How to Be a (Super Cool) Green Traveller
Mastering Not Being an Asshole
– and Why it’s Important
Step outside into nature for a minute. You can hear her breathe, feel her light kiss on your skin. She’s so beautiful; every single part of her is breathtaking. This is why you travel, is it not? To try to see as much of her as you can before she takes you away and turns you into a memory. But by seeing more and more of her you are essentially causing her more and more harm. Aeroplanes tare through her layers, wheels crush her fragile hairs. Don’t you want to preserve her and keep her looking fresh and alive? Responsible tourism is something that all dedicated travellers should be thinking about. Strive to leave a minimal negative impact on her and she will give tirelessly, endlessly.
This is a list of super-awesome environmental considerations I take into account every day:
1. Live by the mantra “take nothing but pictures, leave nothing but footprints, kill nothing but time”. Except other peoples’ rubbish; feel free to take that. Don’t ruin nature for everyone else. Have some respect and take your rubbish to a bin, dammit. It’s really not that hard.
2. Catch local buses or trains instead of flying. Air transport and its effects on the environment is a complex issue but in general; people flying, especially in empty planes, is speeding up climate change. And with the unregulated rise in low-cost airlines, it’s only getting worse. If you can get somewhere by catching public transport, then save your wallet and Mother Earth and take that chicken bus!
3. On that note, DO NOT travel on a cruise ship. In comparison to carbon emissions they are twice as bad as taking a long-haul flight. They are all-inclusive and pre-paid which means very little of the profit goes to the local economy and cruise operators have a history of bad waste management. If you luuuuurve the ocean then don’t cruise.
4. Keep your energy and consumption in hostels/hotels to a minimum. Develop good habits and act as you would at home. Turn off the lights, air-con, TV when you leave the room and re-use towels and sheets.
5. Water is myyyyyy precious. Keep showers short and turn off the water when you brush your teeth. Re-use water bottles to minimise waste.
6. When getting around the city or town, consider walking or cycling to your destination. These are great ways to get to know the place on a more personal level, will help you get your bearings and who knows, you might even stumble across some hidden secret spots!
7. Act like a local, eat like a local, shop locally and support the local economy as much as you can. Get culturally immersed, connect with the places you’re visiting and I promise you’ll have a much more rewarding and authentic travel experience.
8. Eat local produce and avoid food that’s likely to have been transported in. Straight from the ground to your mouth means it’s healthier, costs less and is far better for the environment.
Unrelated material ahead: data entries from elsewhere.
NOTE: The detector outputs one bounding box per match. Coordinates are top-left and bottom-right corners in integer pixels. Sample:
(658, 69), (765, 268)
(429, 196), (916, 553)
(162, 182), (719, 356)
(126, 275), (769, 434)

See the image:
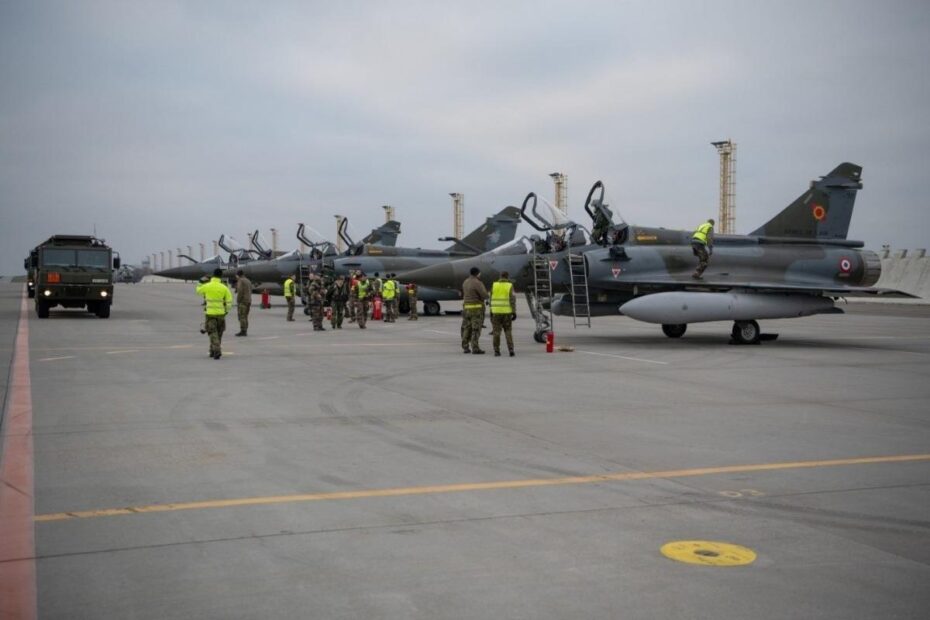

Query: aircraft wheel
(732, 321), (762, 344)
(662, 323), (688, 338)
9. Spastic plastic bags. Avoid plastic bags when shopping; put shopping in your backpack or reuse plastic bags. When you go hiking recycle a plastic bag to put your rubbish in. Do not, by any means, let the plastic bags go into the ocean, turtles mistake them for jellyfish and eat them.
10. Speak up and educate others. If your hostel doesn’t recycle let them know they should in their feedback section. If you see some inconsiderate bastard throw rubbish on the ground, grow some balls and tell them they shouldn’t. Educate fellow travellers to be a green traveller as much as possible so we are all on the same, tree-hugging page!
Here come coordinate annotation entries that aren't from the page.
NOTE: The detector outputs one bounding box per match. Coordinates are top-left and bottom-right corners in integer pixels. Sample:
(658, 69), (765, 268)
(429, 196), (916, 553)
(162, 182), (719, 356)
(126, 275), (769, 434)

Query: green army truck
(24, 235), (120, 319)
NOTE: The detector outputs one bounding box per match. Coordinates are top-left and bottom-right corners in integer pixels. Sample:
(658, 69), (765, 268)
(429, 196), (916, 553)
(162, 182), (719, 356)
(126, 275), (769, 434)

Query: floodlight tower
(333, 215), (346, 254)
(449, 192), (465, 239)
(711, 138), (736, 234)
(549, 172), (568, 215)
11. Consider booking a “Green Hotel”. I know it’s hard to tell if a hotel is eco-friendly but there are a couple of websites (including TripAdvisor) that are enabling us to make choices based on the green practices of the hotel. I particularly like bookdifferent who show both carbon footprint and eco-friendliness ratings and are powered by booking.com which means they cover hostels too.
Now that we’re all skipping across fields holding hands and growing our dreadlocks long, on behalf of sexy mammacita Earth, thank you!